Background: Single-point macromolecular proton fraction (MPF) mapping is a recent quantitative MRI method for fast assessment of brain myelination. Information about reproducibility and sensitivity of MPF mapping to magnetic field nonuniformity is important for clinical applications.

Purpose: To assess scan-rescan repeatability and a value of B₀ and B₁ field inhomogeneity corrections in single-point synthetic-reference MPF mapping.

Study type: Prospective.

Population: Eight healthy adult volunteers underwent two scans with 11.5 ± 2.3 months interval.

Field strength/sequence: 3T; whole-brain 3D MPF mapping protocol included three spoiled gradient-echo sequences providing T₁ , proton density, and magnetization transfer contrasts with 1.25 × 1.25 × 1.25 mm³ resolution and B₀ and B₁ mapping sequences.

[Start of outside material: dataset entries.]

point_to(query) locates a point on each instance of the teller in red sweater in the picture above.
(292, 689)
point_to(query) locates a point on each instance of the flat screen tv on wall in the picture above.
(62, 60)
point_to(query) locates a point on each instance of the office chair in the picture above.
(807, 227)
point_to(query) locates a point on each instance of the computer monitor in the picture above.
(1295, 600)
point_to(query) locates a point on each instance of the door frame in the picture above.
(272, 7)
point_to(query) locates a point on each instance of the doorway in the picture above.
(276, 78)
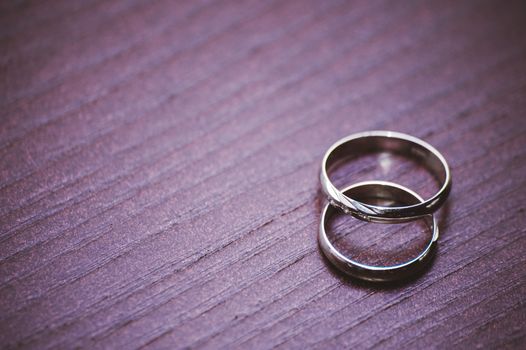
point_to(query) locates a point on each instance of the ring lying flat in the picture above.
(386, 141)
(379, 190)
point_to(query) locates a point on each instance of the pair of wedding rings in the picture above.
(353, 199)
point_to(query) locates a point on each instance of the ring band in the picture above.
(394, 142)
(380, 190)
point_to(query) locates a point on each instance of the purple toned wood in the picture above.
(159, 171)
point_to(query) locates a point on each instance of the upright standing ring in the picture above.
(379, 190)
(386, 141)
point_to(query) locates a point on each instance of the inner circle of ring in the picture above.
(361, 270)
(376, 213)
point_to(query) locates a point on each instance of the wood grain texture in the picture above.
(159, 171)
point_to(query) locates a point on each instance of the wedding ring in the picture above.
(385, 191)
(393, 142)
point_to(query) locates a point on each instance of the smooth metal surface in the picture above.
(386, 141)
(388, 191)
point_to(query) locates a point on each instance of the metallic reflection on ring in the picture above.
(378, 190)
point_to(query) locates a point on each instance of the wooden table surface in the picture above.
(159, 171)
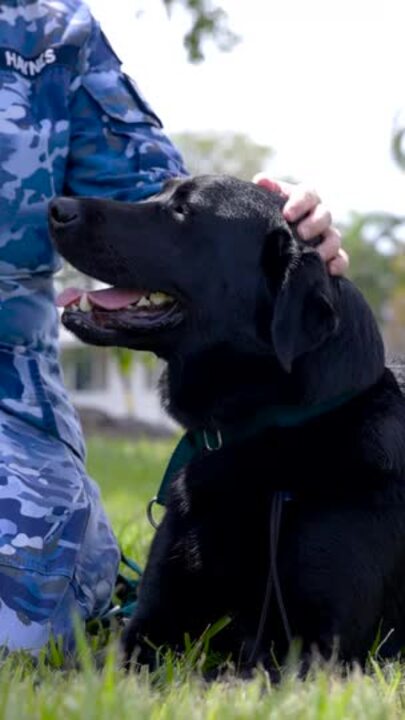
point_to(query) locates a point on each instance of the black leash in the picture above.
(273, 581)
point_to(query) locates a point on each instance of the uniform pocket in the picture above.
(120, 99)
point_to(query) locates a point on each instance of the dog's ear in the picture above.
(304, 315)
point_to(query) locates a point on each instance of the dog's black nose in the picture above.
(63, 210)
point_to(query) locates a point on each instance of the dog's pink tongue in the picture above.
(108, 299)
(114, 298)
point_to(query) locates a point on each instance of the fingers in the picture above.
(340, 264)
(313, 219)
(317, 222)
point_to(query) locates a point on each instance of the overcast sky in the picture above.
(321, 81)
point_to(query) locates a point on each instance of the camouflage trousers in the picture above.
(58, 555)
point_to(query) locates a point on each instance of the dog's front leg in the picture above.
(165, 610)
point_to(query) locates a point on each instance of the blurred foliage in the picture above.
(373, 242)
(227, 152)
(208, 22)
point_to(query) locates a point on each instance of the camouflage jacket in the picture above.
(70, 122)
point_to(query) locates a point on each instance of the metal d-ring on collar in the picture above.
(149, 512)
(210, 440)
(218, 439)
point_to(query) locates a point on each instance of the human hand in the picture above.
(313, 219)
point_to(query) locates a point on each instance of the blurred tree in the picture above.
(207, 22)
(373, 242)
(230, 153)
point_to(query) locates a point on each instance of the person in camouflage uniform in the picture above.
(70, 122)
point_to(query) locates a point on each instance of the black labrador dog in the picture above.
(288, 516)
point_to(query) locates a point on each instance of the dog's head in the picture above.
(209, 260)
(209, 276)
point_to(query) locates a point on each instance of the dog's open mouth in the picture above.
(119, 310)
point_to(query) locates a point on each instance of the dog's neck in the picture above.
(221, 386)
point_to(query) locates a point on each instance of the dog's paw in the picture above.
(135, 650)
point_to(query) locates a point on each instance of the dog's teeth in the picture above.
(84, 303)
(159, 298)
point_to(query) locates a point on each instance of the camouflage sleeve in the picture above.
(117, 146)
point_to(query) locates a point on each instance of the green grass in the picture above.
(129, 474)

Assessment: MPF maps were reconstructed with B₀ and B₁ field nonuniformity correction, B₀ - and B₁ -only corrections, and without corrections. Mean MPF values were measured in automatically segmented white matter (WM) and gray matter (GM).

Statistical tests: Within-subject coefficient of variation (CV), intraclass correlation coefficient (ICC), Bland-Altman plots, and paired t-tests to assess scan-rescan repeatability. Repeated-measures analysis of variance (ANOVA) to compare field corrections.

Results: Maximal relative local MPF errors without correction in the areas of largest field nonuniformities were about 5% and 27% for B₀ and B₁ , respectively. The effect of B₀ correction was insignificant for whole-brain WM (P > 0.25) and GM (P > 0.98) MPF. The absence of B₁ correction caused a positive relative bias of 4-5% (P < 0.001) in both tissues. Scan-rescan agreement was similar for all field correction options with ICCs 0.80-0.81 for WM and 0.89-0.92 for GM. CVs were 1.6-1.7% for WM and 0.7-1.0% for GM.

Data conclusion: The single-point method enables high repeatability of MPF maps obtained with the same equipment. Correction of B₀ inhomogeneity may be disregarded to shorten the examination time. B₁ nonuniformity correction improves accuracy of MPF measurements at 3T. Reliability of whole-brain MPF measurements in WM and GM is not affected by B₀ and B₁ field corrections.

Level of evidence: 2 Technical Efficacy: Stage 1 J. Magn. Reson. Imaging 2020;51:1789-1798.

Keywords: B0 mapping; B1 mapping; macromolecular proton fraction; myelin; reproducibility.